Henry Miller wrote, “One’s destination is never a place, but a new way of looking at things.” These days that means you can vagabond around the world with a computer and a reasonably fast Internet connection. Here are 10 videos that will take you up and out of your office and leave you in another world.
1. On The Road with Solitaire, Episode 2: In the Cradle of the Cordillera, Sweetgrass Productions
This clip from Sweetgrass Productions’ South American backcountry ski flick, “Solitaire” starts in Huaraz, Peru and ends in the 20,000-foot peaks of the Cordillera Blanca. As with many expeditions, the beauty of the teaser is in the road to getting there.
2. “Flying The Lindbergh Trail,” a 1937 Pan American Airways Travelogue
This late 1930s travelogue, of a Pan-Am “Clipper Ship” touring South America, follows a flight on a Sikorsky S-42 Flying Boat from Miami to Buenos Aires. The vintage travel wear and cabin is worth a view, as is the Boeing B-307 the passengers transfer to. (That plane is now at the Smithsonian Air and Space Museum at Dulles International). A great view into the Golden Age of Aviation.
3. Shelter Trailer
From the Moonshine Conspiracy—who made Thicker Than WaterandSeptember Sessions—Shelter is a classic among contemporary surf films. Opting to shoot surfers like Rob Machado, Shane Dorian, Jack Johnson and Joel Tudor playing music, eating, talking and living the surfing life, this movie, and trailer, is a welcome relief to modern wave porn. And the trailer is set to The Shins.

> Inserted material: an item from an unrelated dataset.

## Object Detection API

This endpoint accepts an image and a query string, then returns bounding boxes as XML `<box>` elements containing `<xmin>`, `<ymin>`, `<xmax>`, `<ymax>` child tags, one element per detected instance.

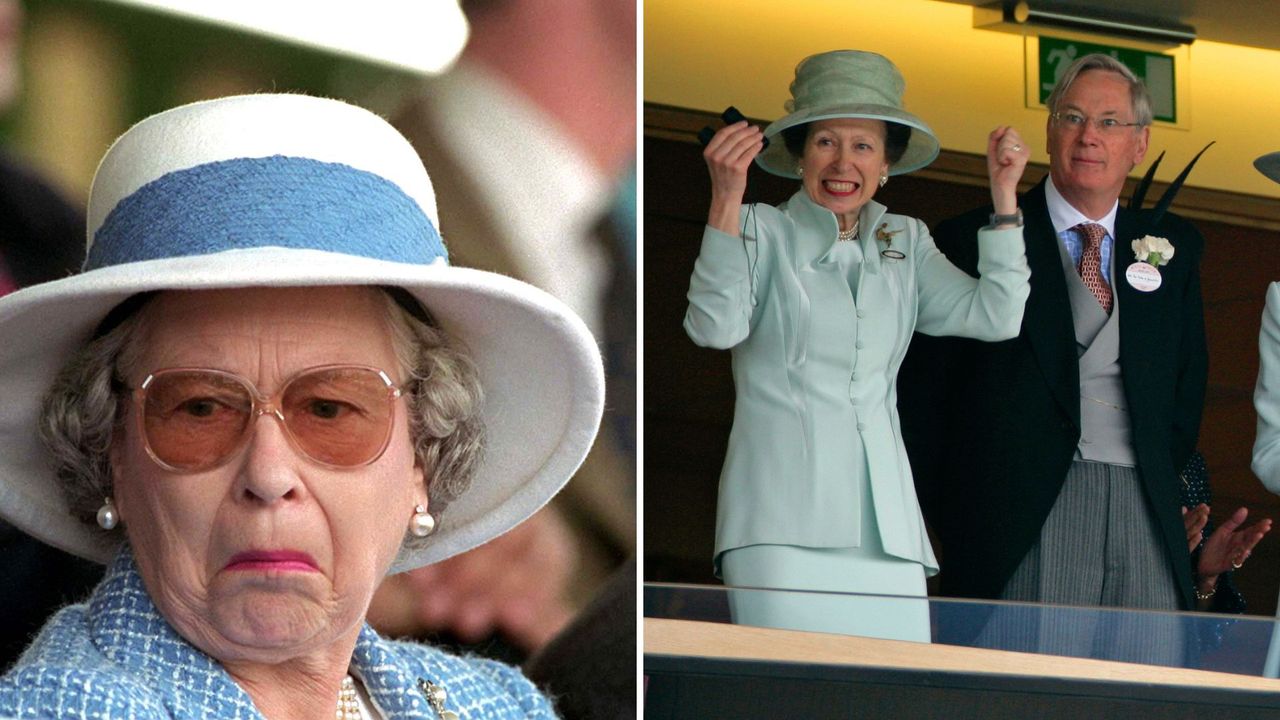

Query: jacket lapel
<box><xmin>1111</xmin><ymin>208</ymin><xmax>1161</xmax><ymax>407</ymax></box>
<box><xmin>1023</xmin><ymin>181</ymin><xmax>1080</xmax><ymax>427</ymax></box>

4. War Photographer Trailer, by Christian Frei
A reminder of what goes on around the world, every day.
5. The Making of Surfing Magazine’s Swimsuit Issue
Because Surfing is infinitely cooler than Sports Illustrated and…why the hell not.

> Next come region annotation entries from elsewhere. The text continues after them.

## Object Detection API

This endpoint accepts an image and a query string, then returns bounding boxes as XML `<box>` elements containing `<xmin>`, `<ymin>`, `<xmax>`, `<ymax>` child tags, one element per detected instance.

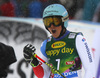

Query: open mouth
<box><xmin>52</xmin><ymin>29</ymin><xmax>56</xmax><ymax>33</ymax></box>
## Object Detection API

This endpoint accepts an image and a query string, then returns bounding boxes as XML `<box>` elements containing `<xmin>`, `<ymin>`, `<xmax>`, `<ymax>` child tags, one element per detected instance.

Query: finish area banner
<box><xmin>0</xmin><ymin>17</ymin><xmax>100</xmax><ymax>78</ymax></box>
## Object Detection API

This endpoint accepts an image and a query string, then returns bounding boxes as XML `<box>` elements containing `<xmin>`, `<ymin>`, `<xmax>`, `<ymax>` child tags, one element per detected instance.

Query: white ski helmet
<box><xmin>43</xmin><ymin>4</ymin><xmax>69</xmax><ymax>28</ymax></box>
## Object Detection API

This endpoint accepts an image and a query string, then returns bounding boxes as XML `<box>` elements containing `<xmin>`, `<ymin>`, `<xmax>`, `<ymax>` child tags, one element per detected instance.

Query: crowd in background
<box><xmin>0</xmin><ymin>0</ymin><xmax>100</xmax><ymax>22</ymax></box>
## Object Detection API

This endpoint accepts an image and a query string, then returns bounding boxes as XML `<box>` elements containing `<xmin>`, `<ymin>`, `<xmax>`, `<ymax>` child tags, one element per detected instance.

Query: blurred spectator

6. Andre de la Varre’s 21 Days in Europe
“Born in Washington D.C. in 1902, Andre de la Varre quit school at age 17, bought a motion picture camera, and went to Europe to find adventure. He began making his own travel films and in 1924 became a cameraman for Burton Holmes. In the early 1930's, de la Varre went out on his own as “The Screen Traveler” and made theatrical shorts for independent release as well as for many of the major Hollywood Studios. He traveled and filmed constantly. In an autobiographical sketch, he wrote: “During the winter of 1938-39 I drove more than 10,000 miles through Morocco, Algeria and Tunisia. I covered not only cities and coastal regions but criss-crossed back and forth over the Atlas, Djurdjura, Kebelie, and Aures mountains. I also visited many of the oases on the Northern Sahara and crossed over trails or no trails in the deserts and mountains.” De la Varre continued traveling and making films for the next forty years and died in Vienna, Austria at the age of 87.” —The Travel Film Archive
7. Kerouac, Ginsberg & friends in New York
There’s no sound and no text. This is just raw—and rare—footage of Jack Kerouac, Allen Ginsberg, Lucien Carr and a few others wandering around New York City. A tribute to some of the men who started all this wandering.

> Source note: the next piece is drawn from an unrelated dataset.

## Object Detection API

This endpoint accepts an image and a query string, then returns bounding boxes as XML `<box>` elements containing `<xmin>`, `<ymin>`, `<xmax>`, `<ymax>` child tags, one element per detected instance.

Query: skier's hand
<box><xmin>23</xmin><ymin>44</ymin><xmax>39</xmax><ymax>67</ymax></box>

8. Original National Lampoon’s Vacation trailer from Warner Brothers
The scary thing is that you’ve probably been on a family trip like this. Maybe without Christie Brinkley.
9. Lonely Planet Visit to a Cocaine Factory
Watch a bunch of American tourists follow their translator into the Sierra Nevada mountains of Colombia to visit a real, live (tiny) cocaine factory. They pass by paramilitary soldiers guarding the cocaine farms around Santa Marta and visit with a kindly old man, who walks them through the toxic process of refining cocaine. The only thing more entertaining than the old man’s casual demeanor is the hungry eyes and nervous laughter of the Americans gazing at the finished product.
10. Driving Around New York City in 1928
This is just insane. Cop chase, Babe Ruth cameo, steamers on the East River.